OECD nations press for action on tax fraud

Officials at a meeting convened by Germany and France hailed progress made in clamping down on tax havens over recent months.

Countries that drag their heels on fighting tax fraud should face sanctions that might include higher taxes and the termination of treaties, a group of some 20 nations said Tuesday. Officials at a meeting convened by Germany and France hailed progress made in clamping down on tax havens over recent months, particularly since the Group of 20 summit in April paved the way for a black list of uncooperative countries. However, they said much remains to be done to ensure countries' compliance with the Organization for Economic Cooperation and Development's information-exchange standards, and called for a new monitoring system to be developed. A communique issued by ministers and officials from countries including Italy, Japan, Britain, the Netherlands, Spain and Mexico - as well as Switzerland, Austria and Luxembourg, which have in the past faced criticism for their record on tax - called for "defensive measures" to encourage quick action. Those measures, which it would be up to individual countries to take, could include increased withholding taxes on payments to uncooperative countries and "termination of treaties with countries and territories which refuse effective exchange of information," it added. The countries said they would also consider coordinated action, which could include asking international financial institutions to look over their investment policy with uncooperative countries. "Retaliatory measures are very important, otherwise there is no credibility," French Budget Minister Eric Woerth told reporters. "They are absolutely necessary." OECD Secretary-General Angel Gurria said all the 84 territories his group monitors have now at least committed to its information-sharing standard, although there is "a lot of work ahead" to implement it fully.
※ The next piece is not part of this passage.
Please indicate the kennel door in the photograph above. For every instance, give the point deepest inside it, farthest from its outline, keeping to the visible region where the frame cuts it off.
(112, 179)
Since the G-20 summit, "we've had a lot of signings, and I think we've made more progress in the last three months than we had made in the 10 years before that," he said. German Finance Minister Peer Steinbrueck, whose strong criticism of neighbors such as Switzerland, Austria and Luxembourg over tax evasion has caused tension in the past, offered a "compliment" to those three countries Tuesday, saying they had been "notably cooperative and constructive."